The Day I Stopped Believing by Billy Colbert

With an entrance so unassuming its easy to walk right past, the Healing Arts Gallery, once you find it, is a new and welcome addition to the D.C. art scene. The venue is part of the Smith Farm Center on U Street NW, a nonprofit dedicated to using creative methods for the health and education of people suffering from cancer and other serious illnesses. For the last 13 years, in their offices upstairs from the gallery, they’ve offered healthy cooking classes, yoga and meditation, and other services for individuals and their families.

Unlike, for example, Art Enables, the gallery doesn’t feature work by those who fall within their mission. Instead it plans to feature fine art by (mostly) established local artists, and has started things off nicely — Tai Hwa Goh, who recently had a show at Flashpoint, was part of their inaugural show in May, while their current exhibition includes Michael Janis and Billy Colbert (we’ll get to them in a minute).
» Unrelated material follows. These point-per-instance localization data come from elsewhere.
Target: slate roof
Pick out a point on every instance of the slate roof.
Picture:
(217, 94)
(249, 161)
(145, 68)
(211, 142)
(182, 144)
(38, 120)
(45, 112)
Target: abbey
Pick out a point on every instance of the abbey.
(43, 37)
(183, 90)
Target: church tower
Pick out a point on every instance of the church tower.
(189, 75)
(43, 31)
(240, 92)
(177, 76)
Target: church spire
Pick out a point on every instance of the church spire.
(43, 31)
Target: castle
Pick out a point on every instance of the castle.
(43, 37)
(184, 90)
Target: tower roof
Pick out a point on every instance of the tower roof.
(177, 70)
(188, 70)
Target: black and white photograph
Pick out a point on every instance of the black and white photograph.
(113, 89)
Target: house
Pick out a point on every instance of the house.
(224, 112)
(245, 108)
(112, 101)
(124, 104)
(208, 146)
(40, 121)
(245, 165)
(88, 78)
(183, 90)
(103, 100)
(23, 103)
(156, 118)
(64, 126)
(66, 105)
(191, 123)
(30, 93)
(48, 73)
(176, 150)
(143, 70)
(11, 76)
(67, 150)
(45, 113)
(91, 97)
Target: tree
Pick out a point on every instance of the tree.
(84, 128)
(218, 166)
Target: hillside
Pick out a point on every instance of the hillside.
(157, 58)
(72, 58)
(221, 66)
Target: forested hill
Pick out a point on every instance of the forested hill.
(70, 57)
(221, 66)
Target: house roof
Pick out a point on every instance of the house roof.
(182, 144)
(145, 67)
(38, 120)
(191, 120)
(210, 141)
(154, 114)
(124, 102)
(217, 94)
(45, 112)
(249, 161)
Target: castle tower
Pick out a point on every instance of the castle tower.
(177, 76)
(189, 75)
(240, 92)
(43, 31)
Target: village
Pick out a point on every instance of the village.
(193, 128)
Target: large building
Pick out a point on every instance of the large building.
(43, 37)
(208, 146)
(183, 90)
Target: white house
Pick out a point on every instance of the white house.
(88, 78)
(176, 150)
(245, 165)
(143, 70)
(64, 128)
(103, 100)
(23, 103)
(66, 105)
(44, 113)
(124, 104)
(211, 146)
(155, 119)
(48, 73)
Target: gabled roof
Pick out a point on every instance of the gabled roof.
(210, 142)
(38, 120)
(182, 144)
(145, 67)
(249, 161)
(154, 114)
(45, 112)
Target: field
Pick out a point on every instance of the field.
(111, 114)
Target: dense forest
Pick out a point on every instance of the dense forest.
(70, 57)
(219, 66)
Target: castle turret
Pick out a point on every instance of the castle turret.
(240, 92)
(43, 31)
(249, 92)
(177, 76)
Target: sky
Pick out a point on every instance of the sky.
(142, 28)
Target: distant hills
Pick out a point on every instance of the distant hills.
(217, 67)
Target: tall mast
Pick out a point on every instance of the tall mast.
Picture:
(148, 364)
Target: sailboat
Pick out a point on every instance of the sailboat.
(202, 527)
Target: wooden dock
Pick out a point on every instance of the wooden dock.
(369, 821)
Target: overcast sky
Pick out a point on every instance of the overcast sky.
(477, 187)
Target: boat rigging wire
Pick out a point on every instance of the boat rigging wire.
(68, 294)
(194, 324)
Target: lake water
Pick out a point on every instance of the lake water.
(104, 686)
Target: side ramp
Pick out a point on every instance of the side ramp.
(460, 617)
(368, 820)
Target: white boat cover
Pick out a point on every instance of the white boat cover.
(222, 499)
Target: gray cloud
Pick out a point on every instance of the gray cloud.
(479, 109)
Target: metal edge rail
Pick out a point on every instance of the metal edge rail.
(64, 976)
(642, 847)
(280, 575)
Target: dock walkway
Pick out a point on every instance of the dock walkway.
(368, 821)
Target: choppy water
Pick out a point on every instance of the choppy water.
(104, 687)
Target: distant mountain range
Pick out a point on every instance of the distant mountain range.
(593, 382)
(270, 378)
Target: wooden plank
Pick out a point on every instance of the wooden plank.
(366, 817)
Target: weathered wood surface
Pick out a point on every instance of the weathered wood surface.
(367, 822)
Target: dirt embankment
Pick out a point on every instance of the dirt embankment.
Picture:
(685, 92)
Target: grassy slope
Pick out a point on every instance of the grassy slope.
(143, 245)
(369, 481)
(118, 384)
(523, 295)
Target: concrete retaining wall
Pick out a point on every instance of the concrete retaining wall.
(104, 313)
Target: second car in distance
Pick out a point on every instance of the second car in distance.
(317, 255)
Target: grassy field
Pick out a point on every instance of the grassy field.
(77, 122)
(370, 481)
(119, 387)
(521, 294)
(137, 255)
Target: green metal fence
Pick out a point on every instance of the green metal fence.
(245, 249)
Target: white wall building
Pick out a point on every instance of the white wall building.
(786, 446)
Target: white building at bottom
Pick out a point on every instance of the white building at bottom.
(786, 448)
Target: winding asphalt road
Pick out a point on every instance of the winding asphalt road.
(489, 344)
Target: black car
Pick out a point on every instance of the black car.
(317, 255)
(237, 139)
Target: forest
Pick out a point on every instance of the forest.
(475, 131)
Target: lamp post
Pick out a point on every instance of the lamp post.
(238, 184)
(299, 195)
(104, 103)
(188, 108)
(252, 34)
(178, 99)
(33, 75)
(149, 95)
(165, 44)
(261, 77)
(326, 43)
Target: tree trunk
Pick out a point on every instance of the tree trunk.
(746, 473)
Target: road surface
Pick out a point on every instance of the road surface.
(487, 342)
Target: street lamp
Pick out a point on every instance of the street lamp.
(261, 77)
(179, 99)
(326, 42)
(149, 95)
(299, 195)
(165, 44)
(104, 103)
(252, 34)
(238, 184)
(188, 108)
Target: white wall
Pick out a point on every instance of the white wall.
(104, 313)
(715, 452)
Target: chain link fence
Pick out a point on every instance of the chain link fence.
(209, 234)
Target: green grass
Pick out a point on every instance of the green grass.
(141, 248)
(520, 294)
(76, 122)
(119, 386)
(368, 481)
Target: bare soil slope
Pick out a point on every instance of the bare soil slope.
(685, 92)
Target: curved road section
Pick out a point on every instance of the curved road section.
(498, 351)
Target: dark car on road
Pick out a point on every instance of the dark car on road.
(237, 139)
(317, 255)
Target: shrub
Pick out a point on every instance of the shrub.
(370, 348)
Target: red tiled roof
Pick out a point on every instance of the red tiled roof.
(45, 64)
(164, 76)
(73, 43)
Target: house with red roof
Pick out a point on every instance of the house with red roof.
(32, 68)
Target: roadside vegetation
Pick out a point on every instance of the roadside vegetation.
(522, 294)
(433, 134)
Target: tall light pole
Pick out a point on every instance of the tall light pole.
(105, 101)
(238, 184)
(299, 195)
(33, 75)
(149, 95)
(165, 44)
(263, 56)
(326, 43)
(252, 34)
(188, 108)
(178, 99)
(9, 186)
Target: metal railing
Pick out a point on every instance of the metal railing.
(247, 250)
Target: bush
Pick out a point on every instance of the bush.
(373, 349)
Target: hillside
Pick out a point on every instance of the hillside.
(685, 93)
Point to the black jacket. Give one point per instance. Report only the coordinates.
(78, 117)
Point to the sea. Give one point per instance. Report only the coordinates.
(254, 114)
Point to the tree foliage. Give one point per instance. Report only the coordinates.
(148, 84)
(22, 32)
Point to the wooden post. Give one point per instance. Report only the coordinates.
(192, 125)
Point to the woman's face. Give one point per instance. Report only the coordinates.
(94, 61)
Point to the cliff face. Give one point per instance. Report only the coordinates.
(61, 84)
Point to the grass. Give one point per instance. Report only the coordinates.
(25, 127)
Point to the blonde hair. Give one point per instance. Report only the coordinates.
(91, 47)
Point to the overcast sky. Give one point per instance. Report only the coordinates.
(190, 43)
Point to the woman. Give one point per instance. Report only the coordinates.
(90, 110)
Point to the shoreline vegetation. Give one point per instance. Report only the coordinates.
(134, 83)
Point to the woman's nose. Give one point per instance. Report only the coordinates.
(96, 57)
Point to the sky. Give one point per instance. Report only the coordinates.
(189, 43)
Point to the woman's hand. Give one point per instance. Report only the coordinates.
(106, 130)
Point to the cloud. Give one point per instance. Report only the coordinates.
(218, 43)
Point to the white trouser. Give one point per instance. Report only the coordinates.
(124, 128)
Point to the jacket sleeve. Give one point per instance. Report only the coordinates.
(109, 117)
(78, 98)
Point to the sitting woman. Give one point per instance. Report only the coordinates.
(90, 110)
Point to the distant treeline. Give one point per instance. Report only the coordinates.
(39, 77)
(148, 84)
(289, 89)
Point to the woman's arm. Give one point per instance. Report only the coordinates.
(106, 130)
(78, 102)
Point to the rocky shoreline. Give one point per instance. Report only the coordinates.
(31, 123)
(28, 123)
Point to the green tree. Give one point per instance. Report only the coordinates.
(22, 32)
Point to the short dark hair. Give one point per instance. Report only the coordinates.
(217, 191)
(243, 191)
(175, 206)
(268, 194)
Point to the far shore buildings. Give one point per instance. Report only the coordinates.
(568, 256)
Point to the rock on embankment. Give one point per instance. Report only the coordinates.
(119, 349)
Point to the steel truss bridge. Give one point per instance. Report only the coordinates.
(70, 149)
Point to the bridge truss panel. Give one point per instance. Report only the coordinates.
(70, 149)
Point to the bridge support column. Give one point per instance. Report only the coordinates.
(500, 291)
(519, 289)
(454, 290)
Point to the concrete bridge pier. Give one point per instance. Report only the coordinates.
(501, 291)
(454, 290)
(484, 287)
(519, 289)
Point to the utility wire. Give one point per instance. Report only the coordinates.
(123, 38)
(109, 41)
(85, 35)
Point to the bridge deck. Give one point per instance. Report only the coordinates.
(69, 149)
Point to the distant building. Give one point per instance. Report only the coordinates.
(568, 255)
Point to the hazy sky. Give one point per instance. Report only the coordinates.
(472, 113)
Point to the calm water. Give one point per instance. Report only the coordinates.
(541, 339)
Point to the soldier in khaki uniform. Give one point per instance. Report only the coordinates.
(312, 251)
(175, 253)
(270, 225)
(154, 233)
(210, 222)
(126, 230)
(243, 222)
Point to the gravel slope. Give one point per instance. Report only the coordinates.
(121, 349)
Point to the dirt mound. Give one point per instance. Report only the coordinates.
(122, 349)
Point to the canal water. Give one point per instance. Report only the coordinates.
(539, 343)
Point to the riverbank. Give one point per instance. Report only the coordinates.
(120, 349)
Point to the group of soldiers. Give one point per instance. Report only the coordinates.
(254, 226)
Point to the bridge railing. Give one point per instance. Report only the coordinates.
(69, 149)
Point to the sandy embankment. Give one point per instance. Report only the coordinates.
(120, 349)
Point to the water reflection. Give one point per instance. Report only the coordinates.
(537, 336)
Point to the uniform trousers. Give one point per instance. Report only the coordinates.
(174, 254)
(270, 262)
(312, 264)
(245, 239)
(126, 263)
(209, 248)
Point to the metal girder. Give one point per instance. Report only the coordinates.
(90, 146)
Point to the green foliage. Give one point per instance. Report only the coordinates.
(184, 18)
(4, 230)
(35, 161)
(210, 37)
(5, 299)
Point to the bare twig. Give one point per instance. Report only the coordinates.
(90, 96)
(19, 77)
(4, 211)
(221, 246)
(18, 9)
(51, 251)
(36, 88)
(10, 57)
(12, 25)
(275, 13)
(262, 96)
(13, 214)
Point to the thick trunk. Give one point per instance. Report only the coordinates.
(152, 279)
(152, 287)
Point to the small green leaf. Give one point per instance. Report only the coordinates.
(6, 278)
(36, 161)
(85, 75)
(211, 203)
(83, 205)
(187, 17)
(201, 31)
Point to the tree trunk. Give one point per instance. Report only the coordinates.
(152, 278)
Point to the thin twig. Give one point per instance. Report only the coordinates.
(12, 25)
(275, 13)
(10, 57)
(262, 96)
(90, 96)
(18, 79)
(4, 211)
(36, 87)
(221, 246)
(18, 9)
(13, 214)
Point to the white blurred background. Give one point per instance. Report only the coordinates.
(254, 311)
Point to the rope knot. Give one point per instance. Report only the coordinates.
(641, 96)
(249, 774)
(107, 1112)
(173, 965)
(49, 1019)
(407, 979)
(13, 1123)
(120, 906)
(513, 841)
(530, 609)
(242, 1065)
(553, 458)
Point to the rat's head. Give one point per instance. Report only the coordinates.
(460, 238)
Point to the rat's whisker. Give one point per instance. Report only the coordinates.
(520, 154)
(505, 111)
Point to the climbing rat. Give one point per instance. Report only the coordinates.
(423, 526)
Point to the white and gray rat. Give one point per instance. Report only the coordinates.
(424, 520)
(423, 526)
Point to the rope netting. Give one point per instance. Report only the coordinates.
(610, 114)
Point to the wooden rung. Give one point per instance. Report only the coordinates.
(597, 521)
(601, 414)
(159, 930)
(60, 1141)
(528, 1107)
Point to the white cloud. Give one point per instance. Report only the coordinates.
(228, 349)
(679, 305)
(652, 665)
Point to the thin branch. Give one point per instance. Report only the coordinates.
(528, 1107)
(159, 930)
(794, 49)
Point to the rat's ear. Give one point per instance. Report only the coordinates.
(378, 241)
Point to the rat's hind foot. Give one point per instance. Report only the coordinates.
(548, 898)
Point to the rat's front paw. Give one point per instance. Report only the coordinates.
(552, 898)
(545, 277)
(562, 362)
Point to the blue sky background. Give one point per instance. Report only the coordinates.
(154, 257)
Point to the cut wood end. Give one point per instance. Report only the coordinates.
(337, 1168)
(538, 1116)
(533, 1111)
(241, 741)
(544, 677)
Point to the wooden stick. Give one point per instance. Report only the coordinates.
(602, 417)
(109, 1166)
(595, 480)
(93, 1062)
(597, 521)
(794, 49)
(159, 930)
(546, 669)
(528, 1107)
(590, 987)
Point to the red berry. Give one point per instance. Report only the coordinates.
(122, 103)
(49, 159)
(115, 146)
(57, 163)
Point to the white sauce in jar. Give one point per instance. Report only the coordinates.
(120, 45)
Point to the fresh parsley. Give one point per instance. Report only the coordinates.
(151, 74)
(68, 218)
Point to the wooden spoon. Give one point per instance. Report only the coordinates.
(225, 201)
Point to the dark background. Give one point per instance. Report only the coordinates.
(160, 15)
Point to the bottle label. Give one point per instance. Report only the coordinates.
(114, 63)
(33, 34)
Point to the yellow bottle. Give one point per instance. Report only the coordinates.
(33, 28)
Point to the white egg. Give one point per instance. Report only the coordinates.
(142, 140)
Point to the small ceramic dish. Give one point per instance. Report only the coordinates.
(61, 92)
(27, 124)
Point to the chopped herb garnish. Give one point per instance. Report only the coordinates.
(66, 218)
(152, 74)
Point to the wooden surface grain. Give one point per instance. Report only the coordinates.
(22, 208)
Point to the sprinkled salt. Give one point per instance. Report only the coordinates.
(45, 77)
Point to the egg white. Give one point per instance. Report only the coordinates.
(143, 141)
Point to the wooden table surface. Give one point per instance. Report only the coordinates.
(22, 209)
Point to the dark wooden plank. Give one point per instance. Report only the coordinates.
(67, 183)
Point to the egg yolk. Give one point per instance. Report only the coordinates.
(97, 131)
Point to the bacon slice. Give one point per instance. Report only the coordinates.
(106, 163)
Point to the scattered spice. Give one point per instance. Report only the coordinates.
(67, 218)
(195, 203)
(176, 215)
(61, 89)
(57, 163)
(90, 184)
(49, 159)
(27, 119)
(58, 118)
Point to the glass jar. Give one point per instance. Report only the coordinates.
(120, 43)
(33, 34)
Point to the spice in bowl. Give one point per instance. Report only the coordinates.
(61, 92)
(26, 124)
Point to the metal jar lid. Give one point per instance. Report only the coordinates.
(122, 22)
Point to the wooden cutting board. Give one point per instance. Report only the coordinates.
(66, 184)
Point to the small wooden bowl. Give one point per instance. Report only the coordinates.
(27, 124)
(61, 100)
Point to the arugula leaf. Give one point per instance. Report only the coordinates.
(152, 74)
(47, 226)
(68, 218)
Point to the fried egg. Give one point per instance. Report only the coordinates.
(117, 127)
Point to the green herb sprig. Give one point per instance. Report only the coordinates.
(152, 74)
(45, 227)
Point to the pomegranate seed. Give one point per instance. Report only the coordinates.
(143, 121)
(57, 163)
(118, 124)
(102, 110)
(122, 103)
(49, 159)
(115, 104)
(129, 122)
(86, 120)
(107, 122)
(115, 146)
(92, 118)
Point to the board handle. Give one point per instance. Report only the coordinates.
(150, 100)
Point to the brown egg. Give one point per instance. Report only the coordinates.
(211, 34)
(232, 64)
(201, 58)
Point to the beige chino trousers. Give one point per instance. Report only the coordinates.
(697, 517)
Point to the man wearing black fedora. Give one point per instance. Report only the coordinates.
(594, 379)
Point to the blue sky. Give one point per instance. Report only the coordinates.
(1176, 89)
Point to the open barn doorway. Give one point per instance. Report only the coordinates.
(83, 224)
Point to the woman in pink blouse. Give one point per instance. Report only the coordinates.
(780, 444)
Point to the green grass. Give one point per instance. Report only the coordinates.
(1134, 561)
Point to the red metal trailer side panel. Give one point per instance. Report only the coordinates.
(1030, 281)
The “healing” part comes from the process of enjoying the art itself, supplemented with a full calendar of events, discussions, and workshops. When I stopped by on Wednesday, I interrupted a lecture for photographers on how to market their work and display in galleries, a workshop the gallery generously hosted for the Hamiltonian Gallery down the street, whose construction snags have their delayed opening for another month.

Smith Farm has been hosting art exhibits for awhile, but they were crammed on movable partitions in their upstairs offices, next to their cooking class kitchen. They first envisioned the gallery when their pet shop tenants went out of business a few years ago. Smith Farm split the store, and the environmentally friendly Greater Goods moved in to two-thirds of it, while the gallery was set up in the other third, helped with a hefty grant from the D.C. Commission on Arts and the Humanities. In keeping with their earth-loving vision, the space is quite serene. Visitors are greeted by a hanging wall of succulent greens, which help oxygenate the room. Beautiful Brazilian cherry wood makes up the floor and “floating” cloud-like sections give a place to hang lighting while keeping an airy opening feeling in the space. Smith Farm has grand plans to renovate the back end of the building, with a small courtyard in between (where some artists are already envisioning installation work). The artists aren’t required to sell their work, but if they do, Smith Farm’s commission goes towards their artist in residence program.